Für diesen eitlen Gebrauch der falschen Sprache finde ich bei MAETERLINCK kein besse­res Beispiel als (in dem Drama Aglavaine und Sélysette) einen Satz, der je nach der Stimmung des Lesers zum Nachdenken oder zum Lachen auffor­dern kann: “Il n’y a rien de plus beau qu’une clef, tant qu’on ne sait pas ce qu’elle ouvre.” Das Schönste auf der Welt ist also ein Schlüssel, solange man nicht weiß, was er aufschließt. Man könnte MAETERLINCKs Sprache nicht plas­ti­scher zeich­nen, man könnte sich nicht feiner über sie lustig machen. Er predigt das Schweigen, aber sein Predigen ist natür­lich Sprache. Er lehrt, daß die Sprache die Menschen trenne, anstatt sie zu verbin­den, daß sie zwischen den Menschen sei, aber nicht als eine Brücke, sondern als eine Wand. Sehr schön, und ich berufe mich gern darauf, daß diese Abwendung von der Sprache durch ihn eine Sekte zu bilden beginnt. Doch — wie gesagt — in der poeti­schen Praxis spricht er, zwischen den Worten, wie er meint, aber die Poeten aller Zeiten haben ihr Bestes immer zwischen den Worten hören oder lesen lassen. Und so kehren wir zu der ersten Frage zurück: Gewähren uns die Worte, selbst in der Sprache der Poeten, irgend­wel­che Anschauung? Fassen wir die beiden extrems­ten Fälle ins Auge. Der Dichter soll einmal das Unsagbarste ausdrü­cken wollen, eine Landschaftsstimmung, das andere Mal das Sagbarste, einen soge­nann­ten konkre­ten Gegenstand.

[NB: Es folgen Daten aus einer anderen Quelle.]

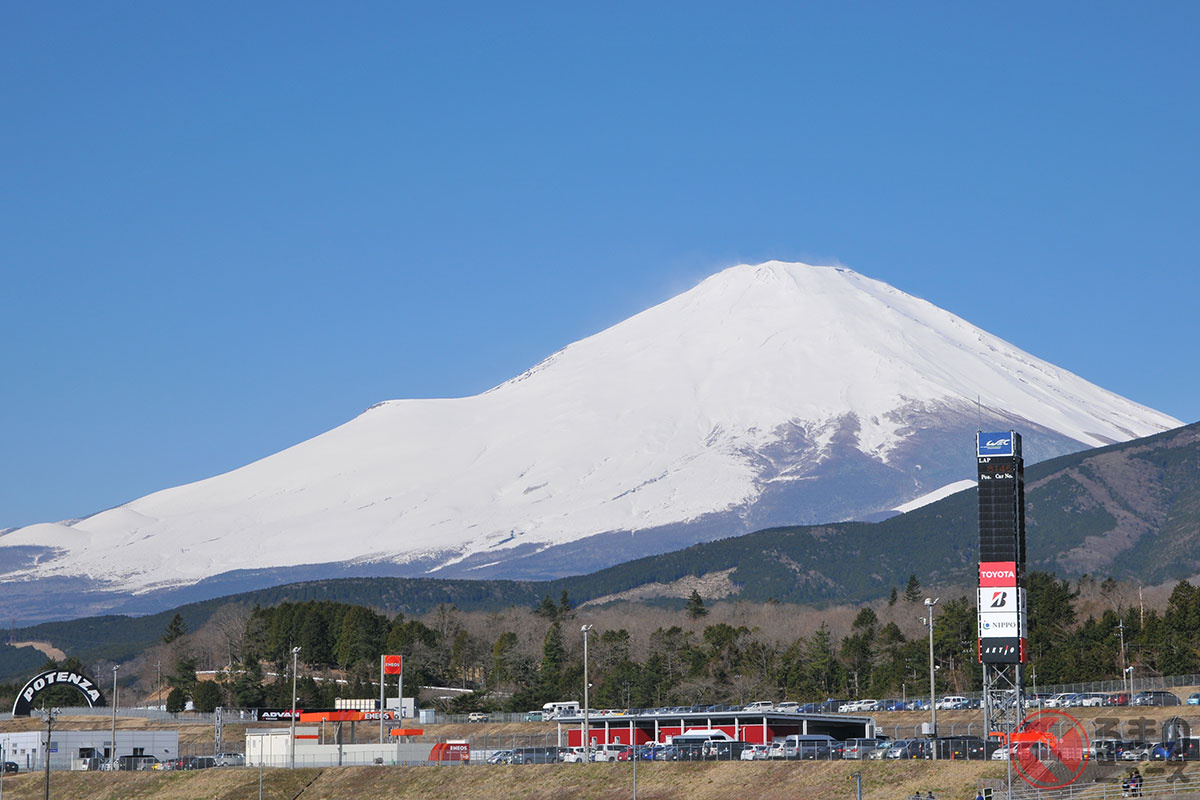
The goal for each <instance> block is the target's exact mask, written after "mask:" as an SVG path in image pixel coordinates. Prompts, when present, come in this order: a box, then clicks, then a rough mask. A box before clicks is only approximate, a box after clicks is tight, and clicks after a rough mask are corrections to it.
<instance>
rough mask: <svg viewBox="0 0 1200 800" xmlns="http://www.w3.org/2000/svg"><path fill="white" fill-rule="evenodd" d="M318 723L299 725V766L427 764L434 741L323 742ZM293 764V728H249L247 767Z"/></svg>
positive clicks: (298, 745) (326, 732)
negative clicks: (377, 764) (390, 764)
mask: <svg viewBox="0 0 1200 800" xmlns="http://www.w3.org/2000/svg"><path fill="white" fill-rule="evenodd" d="M322 738H323V736H322V732H320V728H319V727H318V726H307V724H305V726H296V748H295V765H296V766H338V765H352V764H427V763H430V760H431V751H432V750H433V747H434V745H433V744H431V742H427V741H426V742H409V741H407V740H403V741H391V742H384V744H382V745H380V744H379V742H371V744H365V745H344V744H343V745H338V744H323V741H322ZM332 738H334V736H332V726H326V729H325V734H324V740H325V742H329V741H330V740H331V739H332ZM259 764H262V765H263V766H289V765H290V764H292V729H290V727H288V728H247V729H246V766H258V765H259Z"/></svg>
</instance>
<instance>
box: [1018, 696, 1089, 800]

Für den ersten Fall denken wir an SCHILLERs Gedichtanfang: “Es lächelt der See.” Daß das Lächeln des Sees eine Metapher sei, wird uns jeder Schuljunge sagen: Gemeint sei eine gewisse Heiterkeit des Landschaftsbildes. Die kürzeste Besinnung belehrt uns aber, daß Heiterkeit noch dieselbe Metapher ist; die Natur ist nicht heiter, nur die Menschen können es sein. Das Lächeln bedeu­tet also weiter nur Helligkeit.

Mit der Helligkeit allein ist es aber auch nicht getan. Stellen wir uns vor, wir stehen am Ufer des Sees unter der glühen­den Sonne eines Julimittags, so empfin­den wir nicht die Stimmung der Heiterkeit, weil die Hitze unse­rer Empfindung näher liegt als die Beleuchtung. Nun aber der “See”, was sagt uns dieses Wort? Vor allem jedem nur das, was er einmal erlebt hat. Es kann ein See in der Ebene, es kann ein See im Hochgebirge sein, ein klei­ner oder ein großer See, ein See im Walde oder ein baum­lo­ser See, ein See mit Menschenstaffage oder ohne solche, ein grüner oder ein blauer See, der schwarze See von Plöckenstein u.s.w. Gibt aber “es lächelt der See” auch nur eine dieser mögli­chen Anschauungen? Ich glaube, nein. Der Dichter selbst, besäße er diese lebhafte Malerphantasie, wäre ein Maler und kein Dichter gewor­den. Und voll­ends der Leser oder Hörer wird nur in Ausnahmsfällen die Anschauung an ein bestimm­tes Landschaftsbild in sich “aufge­regt” finden und dann wahr­schein­lich der Dichtung gar nicht mehr folgen können. Was in ihm geweckt wird, das ist eine ganz unbe­stimmte Empfindung; an das Wort See allein schon ist durch jahr­hun­dert­lan­gen Gebrauch eine Stimmung geknüpft, das Wort löst nicht die Seeanschauung aus, sondern — beson­ders in der Seelensituation des Poesieaufnehmens — nur diese Seestimmung, die zuin­nerst eine meta­pho­ri­sche Anwendung des Seebildes auf mensch­li­che Gefühle ist und die durch die Verbindung mit der deut­li­che­ren Metapher “lächeln” nur diffe­ren­ziert wird.